Can confirm, I am also running into this same exact issue.

thomasyu888 commented 5 years ago

@brucehoff. Please look into this as it is a critical issue. The current workaround is to have multiple instances running - one for each workflow.

brucehoff commented 5 years ago

https://github.com/Sage-Bionetworks/SynapseWorkflowHook/commit/a3c4a194dde908e26e71d20b95dc52328cc3ded2

trberg commented 5 years ago

@brucehoff should this issue be solved now? I pulled in the new code and I'm still having the same issues.
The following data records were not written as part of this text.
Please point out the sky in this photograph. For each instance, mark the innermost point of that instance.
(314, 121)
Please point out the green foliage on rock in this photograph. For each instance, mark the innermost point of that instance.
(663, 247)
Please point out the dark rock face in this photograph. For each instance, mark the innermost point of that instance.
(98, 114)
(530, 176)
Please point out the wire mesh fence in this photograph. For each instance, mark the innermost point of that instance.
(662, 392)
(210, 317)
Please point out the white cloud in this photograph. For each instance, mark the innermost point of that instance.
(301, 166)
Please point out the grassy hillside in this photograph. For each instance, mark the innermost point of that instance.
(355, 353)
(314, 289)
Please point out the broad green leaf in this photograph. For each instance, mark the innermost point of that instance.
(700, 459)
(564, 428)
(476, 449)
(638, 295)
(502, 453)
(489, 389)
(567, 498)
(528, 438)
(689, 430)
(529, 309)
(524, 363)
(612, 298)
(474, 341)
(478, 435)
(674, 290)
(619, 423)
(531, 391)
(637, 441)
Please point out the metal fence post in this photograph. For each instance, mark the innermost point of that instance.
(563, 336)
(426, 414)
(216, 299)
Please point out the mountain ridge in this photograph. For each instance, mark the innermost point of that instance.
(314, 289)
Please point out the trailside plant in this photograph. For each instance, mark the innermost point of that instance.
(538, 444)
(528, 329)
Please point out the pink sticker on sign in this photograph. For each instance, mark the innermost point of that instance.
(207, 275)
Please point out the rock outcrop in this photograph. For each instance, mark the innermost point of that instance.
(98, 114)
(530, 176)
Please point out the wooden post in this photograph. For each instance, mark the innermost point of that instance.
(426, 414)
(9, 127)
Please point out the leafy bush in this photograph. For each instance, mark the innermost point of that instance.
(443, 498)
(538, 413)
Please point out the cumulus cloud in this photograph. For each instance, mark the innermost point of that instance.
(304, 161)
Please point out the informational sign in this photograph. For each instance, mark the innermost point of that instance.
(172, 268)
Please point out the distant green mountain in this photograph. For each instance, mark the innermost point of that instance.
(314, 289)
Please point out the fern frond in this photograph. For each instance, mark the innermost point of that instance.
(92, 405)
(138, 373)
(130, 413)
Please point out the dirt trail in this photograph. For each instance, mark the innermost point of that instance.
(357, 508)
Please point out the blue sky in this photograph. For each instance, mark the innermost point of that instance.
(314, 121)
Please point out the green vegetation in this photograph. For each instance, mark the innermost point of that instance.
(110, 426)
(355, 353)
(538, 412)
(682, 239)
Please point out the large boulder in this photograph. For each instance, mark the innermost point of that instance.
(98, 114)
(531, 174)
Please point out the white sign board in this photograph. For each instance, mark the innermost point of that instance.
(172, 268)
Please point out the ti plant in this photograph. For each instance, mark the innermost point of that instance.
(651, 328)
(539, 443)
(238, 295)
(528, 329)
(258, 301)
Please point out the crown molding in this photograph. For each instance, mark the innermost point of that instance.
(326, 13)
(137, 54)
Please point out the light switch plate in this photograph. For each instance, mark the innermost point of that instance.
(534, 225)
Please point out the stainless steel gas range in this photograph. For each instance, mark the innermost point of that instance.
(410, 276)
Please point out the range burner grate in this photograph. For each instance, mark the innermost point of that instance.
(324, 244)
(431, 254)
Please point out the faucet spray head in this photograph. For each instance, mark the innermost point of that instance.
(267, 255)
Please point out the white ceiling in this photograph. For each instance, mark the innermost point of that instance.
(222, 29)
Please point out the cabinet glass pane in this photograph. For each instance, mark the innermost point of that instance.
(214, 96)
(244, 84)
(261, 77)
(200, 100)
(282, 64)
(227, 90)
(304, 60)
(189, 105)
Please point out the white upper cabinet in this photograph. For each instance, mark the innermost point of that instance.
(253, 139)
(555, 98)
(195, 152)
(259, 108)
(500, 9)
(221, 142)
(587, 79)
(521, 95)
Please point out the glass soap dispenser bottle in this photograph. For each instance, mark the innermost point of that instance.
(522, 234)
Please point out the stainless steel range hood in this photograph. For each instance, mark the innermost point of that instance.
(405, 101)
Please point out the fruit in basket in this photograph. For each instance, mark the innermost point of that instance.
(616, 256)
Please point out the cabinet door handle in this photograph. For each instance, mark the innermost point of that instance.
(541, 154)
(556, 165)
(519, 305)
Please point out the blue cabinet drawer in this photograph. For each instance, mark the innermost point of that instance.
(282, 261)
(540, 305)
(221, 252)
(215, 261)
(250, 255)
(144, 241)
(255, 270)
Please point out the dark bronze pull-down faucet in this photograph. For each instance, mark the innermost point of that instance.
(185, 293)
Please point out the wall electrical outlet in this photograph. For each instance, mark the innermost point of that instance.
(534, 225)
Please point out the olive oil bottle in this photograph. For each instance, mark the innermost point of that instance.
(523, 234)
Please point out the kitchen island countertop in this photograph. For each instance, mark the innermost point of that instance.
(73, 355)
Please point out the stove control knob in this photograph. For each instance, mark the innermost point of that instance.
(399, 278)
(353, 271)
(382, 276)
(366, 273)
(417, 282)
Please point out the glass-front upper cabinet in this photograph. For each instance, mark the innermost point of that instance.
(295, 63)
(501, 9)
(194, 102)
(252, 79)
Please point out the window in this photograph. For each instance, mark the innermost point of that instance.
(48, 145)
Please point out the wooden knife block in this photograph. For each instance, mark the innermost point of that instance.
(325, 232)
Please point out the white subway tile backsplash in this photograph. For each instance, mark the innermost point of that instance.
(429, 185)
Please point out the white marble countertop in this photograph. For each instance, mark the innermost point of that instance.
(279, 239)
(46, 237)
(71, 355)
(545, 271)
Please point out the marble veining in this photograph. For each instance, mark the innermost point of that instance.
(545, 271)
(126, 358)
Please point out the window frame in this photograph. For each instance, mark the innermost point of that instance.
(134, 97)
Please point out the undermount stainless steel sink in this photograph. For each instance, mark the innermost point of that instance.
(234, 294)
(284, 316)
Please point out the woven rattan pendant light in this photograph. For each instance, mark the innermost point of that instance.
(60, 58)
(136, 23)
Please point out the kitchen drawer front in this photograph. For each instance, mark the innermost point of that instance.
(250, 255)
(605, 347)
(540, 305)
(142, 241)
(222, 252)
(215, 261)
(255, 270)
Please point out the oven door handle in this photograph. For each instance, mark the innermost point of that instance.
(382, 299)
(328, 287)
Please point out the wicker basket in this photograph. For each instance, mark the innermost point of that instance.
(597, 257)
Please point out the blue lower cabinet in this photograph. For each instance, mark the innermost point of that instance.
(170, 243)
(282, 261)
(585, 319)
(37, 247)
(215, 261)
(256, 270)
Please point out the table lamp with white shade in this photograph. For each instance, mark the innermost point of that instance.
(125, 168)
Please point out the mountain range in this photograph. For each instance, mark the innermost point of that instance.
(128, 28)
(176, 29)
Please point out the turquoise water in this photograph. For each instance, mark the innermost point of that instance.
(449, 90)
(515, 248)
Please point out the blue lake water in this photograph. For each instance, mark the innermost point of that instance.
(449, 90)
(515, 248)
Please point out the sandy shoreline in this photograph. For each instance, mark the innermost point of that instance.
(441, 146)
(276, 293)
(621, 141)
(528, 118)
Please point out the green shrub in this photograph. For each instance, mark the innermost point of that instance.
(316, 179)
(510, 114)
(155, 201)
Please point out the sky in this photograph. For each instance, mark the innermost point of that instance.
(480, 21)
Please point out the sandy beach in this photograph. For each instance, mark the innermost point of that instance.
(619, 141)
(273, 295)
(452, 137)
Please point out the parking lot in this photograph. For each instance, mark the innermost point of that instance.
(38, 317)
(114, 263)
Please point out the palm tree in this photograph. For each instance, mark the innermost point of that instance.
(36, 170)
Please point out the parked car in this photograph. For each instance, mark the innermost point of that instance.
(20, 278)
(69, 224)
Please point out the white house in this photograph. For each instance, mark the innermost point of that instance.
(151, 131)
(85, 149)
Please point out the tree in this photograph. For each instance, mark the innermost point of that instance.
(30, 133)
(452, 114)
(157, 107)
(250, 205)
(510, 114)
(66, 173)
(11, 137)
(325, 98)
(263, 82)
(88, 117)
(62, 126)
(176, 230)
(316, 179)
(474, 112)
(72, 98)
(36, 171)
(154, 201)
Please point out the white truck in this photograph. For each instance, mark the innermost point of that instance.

brucehoff commented 5 years ago

Yes, the issue should be solved. Will you please share the detailed symptoms of the problem you are having?

trberg commented 5 years ago

Here is the error report. If you need, I can post the full verbose output:

workflow-hook_1  | [INFO] ------------------------------------------------------------------------
workflow-hook_1  | [INFO] BUILD FAILURE
workflow-hook_1  | [INFO] ------------------------------------------------------------------------
workflow-hook_1  | [INFO] Total time:  5.391 s
workflow-hook_1  | [INFO] Finished at: 2019-07-08T16:51:13Z
workflow-hook_1  | [INFO] ------------------------------------------------------------------------
workflow-hook_1  | [ERROR] Failed to execute goal org.codehaus.mojo:exec-maven-plugin:1.2.1:java (default-cli) on project WorkflowHook: An exception occured while executing the Java class. null: InvocationTargetException: The following workflow job(s) are running but have no corresponding open Synapse submissions.
workflow-hook_1  | [ERROR]      workflow_job
workflow-hook_1  | [ERROR]      workflow_job.627652bb-5e22-4fb8-9034-7279163b350a
workflow-hook_1  | [ERROR] One way to recover is to delete the workflow job(s).
workflow-hook_1  | [ERROR] -> [Help 1]
workflow-hook_1  | [ERROR] 
workflow-hook_1  | [ERROR] To see the full stack trace of the errors, re-run Maven with the -e switch.
workflow-hook_1  | [ERROR] Re-run Maven using the -X switch to enable full debug logging.
workflow-hook_1  | [ERROR] 
workflow-hook_1  | [ERROR] For more information about the errors and possible solutions, please read the following articles:
workflow-hook_1  | [ERROR] [Help 1] http://cwiki.apache.org/confluence/display/MAVEN/MojoExecutionException
workflow-hook_1  | [Thread-1] INFO org.sagebionetworks.ShutdownHook - Shut down signal received.
workflow-hook_1  | [Thread-1] INFO org.sagebionetworks.ShutdownHook - Shut down complete.
compose.cli.verbose_proxy.proxy_callable: docker wait <- ('d69a39530e15c77e89094965f35cd30ff93cf45d122e9a530ebec0a2e2ebd553')
compose.cli.verbose_proxy.proxy_callable: docker inspect_container <- ('d69a39530e15c77e89094965f35cd30ff93cf45d122e9a530ebec0a2e2ebd553')
urllib3.connectionpool._make_request: http://localhost:None "POST /v1.25/containers/d69a39530e15c77e89094965f35cd30ff93cf45d122e9a530ebec0a2e2ebd553/wait HTTP/1.1" 200 17
compose.cli.verbose_proxy.proxy_callable: docker wait -> {'StatusCode': 1}
urllib3.connectionpool._make_request: http://localhost:None "GET /v1.25/containers/d69a39530e15c77e89094965f35cd30ff93cf45d122e9a530ebec0a2e2ebd553/json HTTP/1.1" 200 None
compose.cli.verbose_proxy.proxy_callable: docker inspect_container -> {'AppArmorProfile': '',
 'Args': ['/bin/sh',
          '-c',
          'exec mvn exec:java -DentryPoint=org.sagebionetworks.WorkflowHook'],
 'Config': {'ArgsEscaped': True,
            'AttachStderr': False,
            'AttachStdin': False,
            'AttachStdout': False,
            'Cmd': ['/bin/sh',
                    '-c',
...
workflow_workflow-hook_1 exited with code 1
thomasyu888 commented 5 years ago

@trberg. Couple things.

  1. Did you do a git pull on the new repository? -> You will need to do this to start from the new docker-compose.yaml
  2. Can you remove all running containers and images and re-pull them down.
brucehoff commented 5 years ago

Would you please try the following:

docker rm workflow_job
docker rm workflow_job.627652bb-5e22-4fb8-9034-7279163b350a
docker-compose down
docker pull sagebionetworks/synapseworkflowhook
docker-compose up

and then let us know if problems continue.

trberg commented 5 years ago

Great! Thanks, that seems to have cleaned up this issue. It looked like we had some extra submitted dockers that were left from previous pipeline runs that were causing issues.